\I’m no expert in distributed system and CUDA. But there is one really interesting feature that PyTorch support which is nn.DataParallel and nn.DistributedDataParallel. How they are actually implemented? How they separate common embeddings and synchronize data?
Here is a basic example of DataParallel.
import torch.nn as nn
from torch.autograd.variable import Variable
import numpy as np
class Model(nn.Module):
def __init__(self):
super().__init__(
embedding=nn.Embedding(1000, 10),
rnn=nn.Linear(10, 10),
)
def forward(self, x):
x = self.embedding(x)
x = self.rnn(x)
return x
model = nn.DataParallel(Model())
model.forward(Variable.from_numpy(np.array([1,2,3,4,5,6], dtype=np.int64)).cuda()).cpu()
PyTorch can split the input and send them to many GPUs and merge the results back.
How does it manage embeddings and synchronization for a parallel model or a distributed model?
I wandered around PyTorch’s code but it’s very hard to know how the fundamentals work.
I am not sure about DistributedParallel but in DataParallel each GPU gets a copy of the model, so, the parallelization is done via splitting the minibatches, not the layers/weights.
Here’s a sketch of how DataParallel works, assuming 4 GPUs where GPU:0 is the default GPU.

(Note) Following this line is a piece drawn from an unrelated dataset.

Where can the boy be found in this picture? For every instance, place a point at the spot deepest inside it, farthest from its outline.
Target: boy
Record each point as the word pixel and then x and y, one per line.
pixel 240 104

Compute the loss with respect to the network outputs on the default GPU and scatter the losses back to the individual GPUs to compute the gradients with respect to the leaf nodes
why to gather all outputs into GPU0 in step5 , it merely calculate distance of output_i with target_i ? why not calculate it within each GPU separately ?
one possible reason : all target (ground truth) are just stored in GPU0 , however , target can also be scattered as a addition of minibatch, like scatter data chunk , in step1
why to gather all outputs into GPU0 in step5 , it merely calculate distance of output_i with target_i ? why not calculate it within each GPU separately ?
It’s more like an implementation side-effect. In fact, you can do what you proposed, but you would have to rewrite your code then to compute the loss inside the model – usually, the loss is computed in the training loop based on the outputs of the model.
I mean, it’s not a problem at all to do what you propose, but it’s a bit less convenient, because when you decide to use DataParallel (occasionally), you would have to modify your model code as well.
Also, computing the loss is super cheap, so there is not much speed gain in distributing it across the devices, I suppose.
sorry ,I can’t agree with this explanation , thrifting or economy the distributing cluster’s compute energy . Because transportation data is not cheaper than calculating within micro chip , in my opinion .
is there some welcomed link or chart to strengthen ?
sorry ,I can’t agree with this explanation , thrifting or economy the distributing cluster’s compute energy . Because transportation data is not cheaper than calculating within micro chip , in my opinion .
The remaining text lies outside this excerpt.